Муж тут же проснулся и испуганно спросил:
– Что с ним такое?
– Я точно не знаю, – сказала Грета, давясь рыданиями. – Но я никогда не видела его в таком ужасном состоянии. Пожалуйста, позвони доктору Эвансу. Прямо сейчас!
Сорок минут спустя доктор склонился над кроваткой Джонни. Он померил температуру и прослушал стетоскопом тяжелое дыхание малыша.
– Что с ним, доктор? – спросила Грета.
– У Джонни особенно тяжелый приступ бронхита, который может перейти в воспаление легких.
– Но он же поправится, правда? – спросил Оуэн с посеревшим от страха лицом.
– Думаю, нам лучше отвезти его в больницу в Абергавенни. Мне не нравится этот звук в его легких. Боюсь, что они наполнены жидкостью.
– О господи, – простонал Оуэн, всплескивая руками.
– Старайтесь не поддаваться панике. Я просто хочу принять меры предосторожности. Вы можете поехать на своей машине, мистер Марчмонт? Это будет быстрее, чем вызывать машину «скорой помощи». Я позвоню в больницу и предупрежу, что вы везете туда Джонни, и сам тоже приеду туда.
Оуэн кивнул. Грета подхватила сынишку, и все втроем они спешно стали спускаться по лестнице к машине. По пути в больницу Грета, держа на руках своего больного ребенка, смотрела, как дрожат на руле руки ее мужа.
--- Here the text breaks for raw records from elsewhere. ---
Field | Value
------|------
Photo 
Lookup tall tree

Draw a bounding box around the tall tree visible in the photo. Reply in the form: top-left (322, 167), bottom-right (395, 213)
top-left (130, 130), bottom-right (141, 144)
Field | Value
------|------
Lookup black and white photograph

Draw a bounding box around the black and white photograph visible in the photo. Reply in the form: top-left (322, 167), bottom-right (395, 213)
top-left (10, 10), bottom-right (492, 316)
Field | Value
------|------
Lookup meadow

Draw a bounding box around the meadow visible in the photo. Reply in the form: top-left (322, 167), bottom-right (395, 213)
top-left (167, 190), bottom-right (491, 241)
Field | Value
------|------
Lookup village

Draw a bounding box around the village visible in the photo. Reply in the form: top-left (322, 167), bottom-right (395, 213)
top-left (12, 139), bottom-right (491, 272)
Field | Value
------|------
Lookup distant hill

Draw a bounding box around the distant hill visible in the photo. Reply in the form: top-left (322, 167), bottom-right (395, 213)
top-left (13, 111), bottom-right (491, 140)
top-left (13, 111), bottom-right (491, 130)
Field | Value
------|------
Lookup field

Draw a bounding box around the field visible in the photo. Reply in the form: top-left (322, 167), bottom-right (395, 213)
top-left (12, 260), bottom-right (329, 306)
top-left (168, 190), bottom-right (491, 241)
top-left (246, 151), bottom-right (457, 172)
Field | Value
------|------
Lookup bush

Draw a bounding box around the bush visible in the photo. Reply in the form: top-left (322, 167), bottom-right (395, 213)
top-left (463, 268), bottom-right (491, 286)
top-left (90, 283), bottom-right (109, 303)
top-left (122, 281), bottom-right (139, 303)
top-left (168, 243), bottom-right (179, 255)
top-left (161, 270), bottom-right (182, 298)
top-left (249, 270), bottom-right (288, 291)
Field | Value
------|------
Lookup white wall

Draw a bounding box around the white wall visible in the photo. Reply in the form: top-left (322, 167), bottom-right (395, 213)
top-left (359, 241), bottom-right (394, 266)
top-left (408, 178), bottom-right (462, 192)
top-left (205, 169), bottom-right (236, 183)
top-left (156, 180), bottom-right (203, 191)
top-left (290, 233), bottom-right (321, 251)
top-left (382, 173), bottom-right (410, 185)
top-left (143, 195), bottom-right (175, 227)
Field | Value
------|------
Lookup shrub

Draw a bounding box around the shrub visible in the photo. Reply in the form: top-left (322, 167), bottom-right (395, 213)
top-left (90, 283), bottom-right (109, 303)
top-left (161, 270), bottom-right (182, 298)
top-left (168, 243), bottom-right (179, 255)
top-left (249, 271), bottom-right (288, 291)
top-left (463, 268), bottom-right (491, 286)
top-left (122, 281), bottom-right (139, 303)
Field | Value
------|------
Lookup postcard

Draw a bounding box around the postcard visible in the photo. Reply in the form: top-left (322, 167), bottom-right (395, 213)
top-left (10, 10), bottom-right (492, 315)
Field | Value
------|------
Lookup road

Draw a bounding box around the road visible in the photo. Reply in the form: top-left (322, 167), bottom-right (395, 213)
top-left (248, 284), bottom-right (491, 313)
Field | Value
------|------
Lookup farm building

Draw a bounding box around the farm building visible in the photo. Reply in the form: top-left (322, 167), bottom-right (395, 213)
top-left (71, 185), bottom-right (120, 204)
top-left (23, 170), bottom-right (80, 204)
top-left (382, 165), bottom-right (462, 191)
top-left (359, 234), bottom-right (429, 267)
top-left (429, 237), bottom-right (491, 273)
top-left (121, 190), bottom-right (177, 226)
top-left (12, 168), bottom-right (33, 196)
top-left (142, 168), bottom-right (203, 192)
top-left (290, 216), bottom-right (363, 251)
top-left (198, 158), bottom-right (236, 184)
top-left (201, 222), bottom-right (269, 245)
Следующие сорок восемь часов состояние Джонни стремительно ухудшалось. Несмотря на все усилия врачей и медсестер, он продолжал слабеть. Грета беспомощно слушала, как он мучительно борется за каждый вздох. Она думала, что ее сердце разорвется в отчаянии.
Оуэн молча сидел с другой стороны кроватки Джонни. Никто их них не пытался утешить другого.
Джонни умер в четыре утра, через три дня после своего третьего дня рождения.
Грета взяла его на руки в последний раз, разглядывая любимое личико, стараясь запомнить его до мельчайших деталей: прелестный розовый ротик, высокие скулы, так похожие на скулы его отца.
Домой они ехали молча, слишком убитые, чтобы разговаривать. Грета сразу же пошла в детскую, прижала к себе Ческу и заплакала, уткнувшись ей в макушку.
– Дорогая моя, милая… ну почему он? Почему?
Потом, позже, она спустилась вниз, чтобы найти Оуэна. Он был в библиотеке. Он сидел, закрыв лицо руками, перед ним стояла бутылка виски. Он плакал; ужасные, низкие, хриплые рыдания.